Day 3: River Tubing and the Lanquin Caves
Morning: River Tubing
Inner tube on the Cahabon River. US$10 from the hostel. 1.5 hours of floating through jungle, through small rapids, past overhanging trees where toucans watched from branches. The water was warm and brown (rainy season was approaching — in peak dry season it's clearer). Life jacket provided.
This is gentle adventure — nothing scary, just peaceful floating with occasional splashing through rapids. I waterproofed my phone in a dry bag and took photos of the jungle canopy from water level.
Afternoon: Lanquin Caves (Grutas de Lanquin)
A massive cave system at the source of the Lanquin River. Entry GTQ30 (~US$4). Impressive stalactites and a resident bat colony. The cave is partially lit but bring a headlamp for the deeper sections.
The real show: at sunset, thousands of bats emerge from the cave mouth in a spiraling cloud. They pour out in a continuous stream for 10-15 minutes, flying in a tight spiral before dispersing into the twilight sky. It's silent except for the rushing of small wings. One of those moments where you stand with your mouth open.
Evening: Jungle Night Walk
Q'eqchi' Maya guides lead nocturnal jungle walks from Lanquin hostels. US$10. We walked for two hours with headlamps and spotted: a tarantula the size of my palm, three species of tree frog, a coral snake (from a safe distance), and bioluminescent fungi glowing faintly on rotting logs.
Diego (who also led this walk) identified every animal in Q'eqchi' and English. His knowledge of the forest — medicinal plants, animal behavior, seasonal patterns — was the most impressive thing I encountered in Guatemala. Rubber boots provided.
The Departure
The shuttle back to Coban left at 8 AM. Same road. Same craters. Same grip-the-dashboard technique. But this time I didn't mind. The discomfort of the road felt earned — like the difficulty of access is part of what makes Semuc Champey what it is.

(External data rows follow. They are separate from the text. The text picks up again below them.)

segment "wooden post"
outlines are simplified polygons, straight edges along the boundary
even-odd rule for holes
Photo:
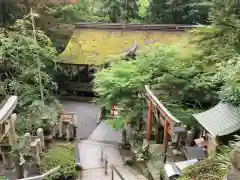
[[[40,165],[40,156],[39,156],[39,152],[38,152],[37,142],[36,141],[31,143],[31,152],[32,152],[32,154],[34,156],[36,164]]]
[[[148,121],[147,121],[147,142],[150,141],[152,123],[152,102],[148,99]]]
[[[126,145],[127,145],[127,131],[126,131],[125,127],[122,130],[122,138],[123,138],[123,145],[126,147]]]
[[[105,175],[107,175],[107,165],[108,165],[108,161],[107,161],[107,158],[105,157],[105,164],[104,164],[104,167],[105,167]]]
[[[169,141],[169,133],[168,133],[168,129],[169,129],[169,122],[167,119],[165,119],[165,124],[164,124],[164,139],[163,139],[163,162],[165,163],[167,161],[167,150],[168,150],[168,141]]]
[[[25,143],[30,147],[31,146],[31,134],[25,133],[24,134]]]
[[[13,169],[14,163],[13,158],[9,152],[2,152],[3,164],[6,169]]]
[[[44,134],[43,134],[43,129],[38,128],[37,129],[37,136],[41,141],[41,151],[45,149],[45,142],[44,142]]]
[[[112,167],[111,167],[111,171],[112,171],[112,178],[111,178],[111,180],[114,180],[114,171],[113,171]]]
[[[101,147],[101,162],[103,162],[103,148]]]
[[[63,126],[64,126],[64,130],[65,130],[66,139],[67,139],[67,141],[69,141],[69,139],[70,139],[70,130],[69,130],[70,126],[69,126],[69,122],[67,122]]]
[[[61,121],[58,122],[58,136],[60,138],[63,136],[63,123]]]
[[[17,119],[17,115],[16,114],[12,114],[9,118],[8,118],[8,121],[9,121],[9,126],[10,126],[10,144],[12,146],[14,146],[17,142],[16,140],[16,132],[15,132],[15,125],[14,125],[14,122],[16,121]]]
[[[38,152],[39,152],[39,154],[41,154],[42,153],[41,139],[37,138],[35,141],[37,143]]]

From Coban, I caught a bus to Antigua (5-6 hours, ~US$10). Paved road. Air conditioning. I fell asleep within minutes.
Three days. Turquoise limestone pools. A candlelit cave river. River tubing. 10,000 bats at sunset. Bioluminescent fungi. For US$106.
Semuc Champey is not easy to get to. That's the entire point.
If you're exploring more of Central America, Antigua Guatemala offers a completely different experience worth considering.
If you're exploring more of Central America, Lake Atitlan offers a completely different experience worth considering.
If you're exploring more of Central America, Granada, Nicaragua offers a completely different experience worth considering.
If you're exploring more of Central America, Belize offers a completely different experience worth considering.
Would I Go Back?
Absolutely. But I'd go in February or March when the pools are at their clearest turquoise and the road is at its driest (still awful, but less awful). I'd stay at El Retiro instead of Zephyr (quieter, closer to the river). And I'd bring better shoes — the slippery rocks at the pools demand proper grip.